#170 - 24 Sept 2023

Risk Management and Gratis Offerings Plus: Making connections; Understand the underlying dynamics before trying to Change Things; Hiring RSEs and Data Scientists; Influencing Stakeholders; Mojo; MLIR; We’ve disparaged waterfall unfairly; Research forges; Python + Excel = TLA; Overcoming Ops Debt

I’m back from summer break, recharged and refreshed - I hope you are, too!

Now that I’m back, I’ll be testing out a biweekly cadence for this newsletter, alternating with Manager, Ph.D; we’ll see how that goes. As always, I greatly appreciate your feedback; please don’t hesitate to email me at jonathan@researchcomputingteams.org, or schedule a quick call with me to give me input or ask me questions!

It’s fantastic today that there’s so many free (gratis) tiers of service and packages of software, open source or otherwise, that we can use as the foundations for the computing, software, or data services we offer to our research communities.

It really is! I feel that viscerally, because when I was coming of age in this community, proprietary and only barely interoperable OSes, compilers, libraries, resource managers, data platforms… were the norm, not the exception.

So I’ve never taken those free offerings for granted. It’s a fantastic development that I’m constantly conscious of. In some cases, it’s a vibrant distributed community that makes these offerings possible, with each contributor putting in largely volunteer effort off the sides of their desk, each person part of a massive international collaboration made possible by nearly ubiquitous internet access.

There are real downsides to putting so much responsibility on the shoulders of unpaid volunteer labour — maintainer and contributor burnout being a big one — but there are communities and packages where it works well and empirically appears sustainable.

In other cases, it’s a clear business decision, with a company freely offering a software package or service (often with some open source), with paid services or support built atop. The idea here is to fund the development of the open software or services (and then some) with paid offerings.

Either way, these offerings are great boons for those of us supporting research with computing, software, or data services.

But people’s time is (rightly) valuable and one way or another needs to be compensated.
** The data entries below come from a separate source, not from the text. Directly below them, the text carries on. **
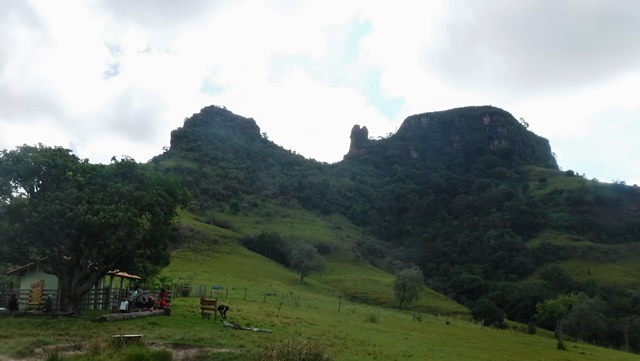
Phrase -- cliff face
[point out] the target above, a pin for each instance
(359, 138)
(214, 125)
(461, 136)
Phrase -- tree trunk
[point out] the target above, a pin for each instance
(70, 299)
(559, 334)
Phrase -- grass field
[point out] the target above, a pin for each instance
(349, 310)
(319, 310)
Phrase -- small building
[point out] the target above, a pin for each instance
(35, 285)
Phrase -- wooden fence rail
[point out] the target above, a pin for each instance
(95, 299)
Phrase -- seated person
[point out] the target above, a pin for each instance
(124, 305)
(222, 308)
(163, 303)
(13, 303)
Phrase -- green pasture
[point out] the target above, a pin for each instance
(615, 265)
(326, 309)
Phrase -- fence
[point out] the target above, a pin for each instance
(95, 299)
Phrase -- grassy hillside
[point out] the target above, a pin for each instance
(324, 315)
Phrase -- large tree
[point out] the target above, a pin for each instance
(407, 285)
(557, 310)
(85, 219)
(304, 259)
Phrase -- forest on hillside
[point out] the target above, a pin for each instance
(467, 195)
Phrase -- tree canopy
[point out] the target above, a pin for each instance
(556, 310)
(407, 285)
(305, 258)
(85, 219)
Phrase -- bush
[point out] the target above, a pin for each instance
(293, 350)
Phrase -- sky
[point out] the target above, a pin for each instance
(114, 78)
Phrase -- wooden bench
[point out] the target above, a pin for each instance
(209, 304)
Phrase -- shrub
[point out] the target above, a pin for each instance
(293, 350)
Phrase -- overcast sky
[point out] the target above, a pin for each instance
(112, 78)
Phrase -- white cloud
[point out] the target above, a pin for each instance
(114, 77)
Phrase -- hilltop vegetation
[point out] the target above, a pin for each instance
(469, 195)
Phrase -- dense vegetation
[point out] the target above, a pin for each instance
(468, 195)
(83, 220)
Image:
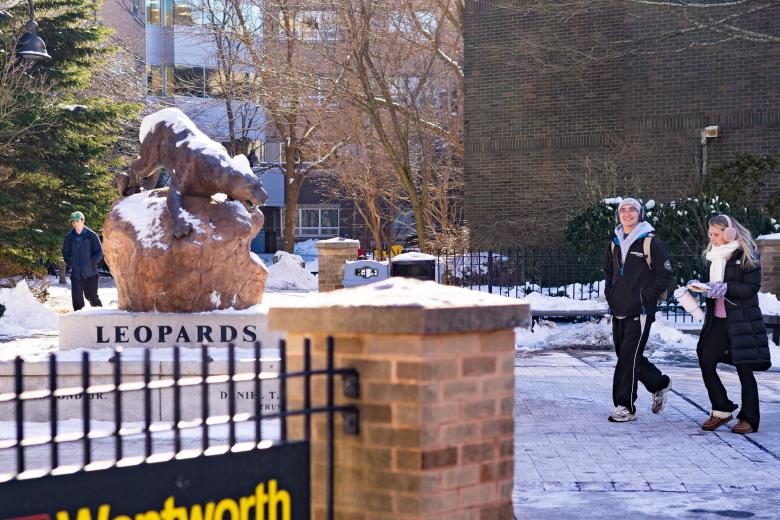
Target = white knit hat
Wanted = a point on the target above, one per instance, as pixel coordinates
(628, 201)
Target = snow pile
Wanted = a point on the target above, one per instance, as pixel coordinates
(413, 256)
(540, 302)
(144, 213)
(307, 247)
(196, 140)
(24, 315)
(768, 303)
(287, 274)
(665, 343)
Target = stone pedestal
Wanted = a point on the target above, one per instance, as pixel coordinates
(106, 328)
(69, 375)
(436, 368)
(333, 253)
(769, 249)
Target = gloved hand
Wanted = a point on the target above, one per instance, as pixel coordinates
(717, 290)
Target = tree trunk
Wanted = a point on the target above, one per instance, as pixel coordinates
(291, 191)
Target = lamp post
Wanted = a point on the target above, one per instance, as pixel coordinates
(30, 45)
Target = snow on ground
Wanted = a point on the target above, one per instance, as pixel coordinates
(308, 251)
(539, 301)
(667, 342)
(24, 315)
(287, 274)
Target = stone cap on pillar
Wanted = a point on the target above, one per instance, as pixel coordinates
(400, 306)
(338, 243)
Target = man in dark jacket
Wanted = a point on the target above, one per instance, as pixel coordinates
(637, 271)
(82, 251)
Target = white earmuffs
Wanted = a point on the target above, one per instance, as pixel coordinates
(730, 233)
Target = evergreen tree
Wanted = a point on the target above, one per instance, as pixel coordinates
(62, 159)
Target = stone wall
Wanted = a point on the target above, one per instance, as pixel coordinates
(541, 127)
(436, 398)
(333, 254)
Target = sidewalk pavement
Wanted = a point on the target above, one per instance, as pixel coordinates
(571, 463)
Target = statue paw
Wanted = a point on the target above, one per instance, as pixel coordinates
(181, 228)
(122, 180)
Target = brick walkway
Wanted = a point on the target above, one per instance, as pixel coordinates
(571, 461)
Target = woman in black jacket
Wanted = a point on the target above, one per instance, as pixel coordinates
(733, 331)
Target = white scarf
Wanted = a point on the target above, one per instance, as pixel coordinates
(642, 228)
(719, 255)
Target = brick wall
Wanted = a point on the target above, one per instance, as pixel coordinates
(535, 116)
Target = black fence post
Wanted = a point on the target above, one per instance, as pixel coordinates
(147, 403)
(53, 420)
(231, 395)
(18, 388)
(117, 404)
(204, 396)
(85, 382)
(490, 272)
(258, 396)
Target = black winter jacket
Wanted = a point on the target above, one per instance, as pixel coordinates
(747, 333)
(82, 259)
(634, 288)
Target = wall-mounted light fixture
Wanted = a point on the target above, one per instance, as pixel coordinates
(30, 45)
(707, 133)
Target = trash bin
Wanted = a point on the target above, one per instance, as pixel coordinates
(414, 265)
(362, 272)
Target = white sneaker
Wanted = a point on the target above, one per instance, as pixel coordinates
(659, 398)
(621, 414)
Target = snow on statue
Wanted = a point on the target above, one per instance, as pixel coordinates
(198, 166)
(179, 249)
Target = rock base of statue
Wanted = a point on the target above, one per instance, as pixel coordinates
(210, 268)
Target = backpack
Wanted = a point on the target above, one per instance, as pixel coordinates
(648, 258)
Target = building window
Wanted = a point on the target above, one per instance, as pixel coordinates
(159, 80)
(312, 25)
(316, 222)
(187, 12)
(159, 12)
(153, 12)
(188, 81)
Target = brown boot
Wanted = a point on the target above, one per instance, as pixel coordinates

Similarly, equipment takes both money both for the equipment itself and for paying the people who operate it.

These are facts that we’re exceedingly aware of within our own teams, but too often forget when it comes to external offerings.

From the second tech boom (post the pets.com bubble) and then during years of low interest rates, money had been pretty easy to come by for tech companies. That’s meant that companies (or more properly their investors) could be pretty ok with high customer acquisition costs, like generous free tiers or open source software offerings; it meant that companies didn’t mind paying for some of their people to do open source development if it helped with recruiting; and it meant that other companies could be pretty ok paying for paid tiers of offerings even if they didn’t need it, “just in case”.

But now things have changed.

We’ve seen this with last year’s seemingly endless rounds of layoffs in tech companies, but it started before then. Docker no longer storing unused images indefinitely for free (#37) and then charging for Docker Desktop (#90); Heroku discontinuing their free tier; a number of CI/CD offerings chopping their free tier limits way back; GitLab said (and then partly walked back) that they were going to expire dormant repos; Google messed around with free Suite/Workspace plans; and of course we remember Binder’s struggles. Lots of small but key software packages have been archived, or are simply no longer being updated. This has been building for some time.

And while I was on summer hiatus, the latest RedHat licensing brouhaha erupted.

That Red Hat has put another bump in the path of generating free versions their distribution has a lot of people talking, because it directly impacts our systems and plans.

(A lot of that talking went along the lines of “IBM/RedHat is shooting themselves in the foot in the RCD community with this move”. My siblings in Science — why would a software or services company spend five seconds thinking about a market whose primary defining characteristic is a passionate refusal to spend money on software or services?)

There’s been very little discussion I’ve seen about anything closer to home, where we have much better knowledge and (more importantly) the very real ability to change things.

Crucially, only once or twice have I heard (and exclusively in private), “We had that risk logged; we already had some plans in place”.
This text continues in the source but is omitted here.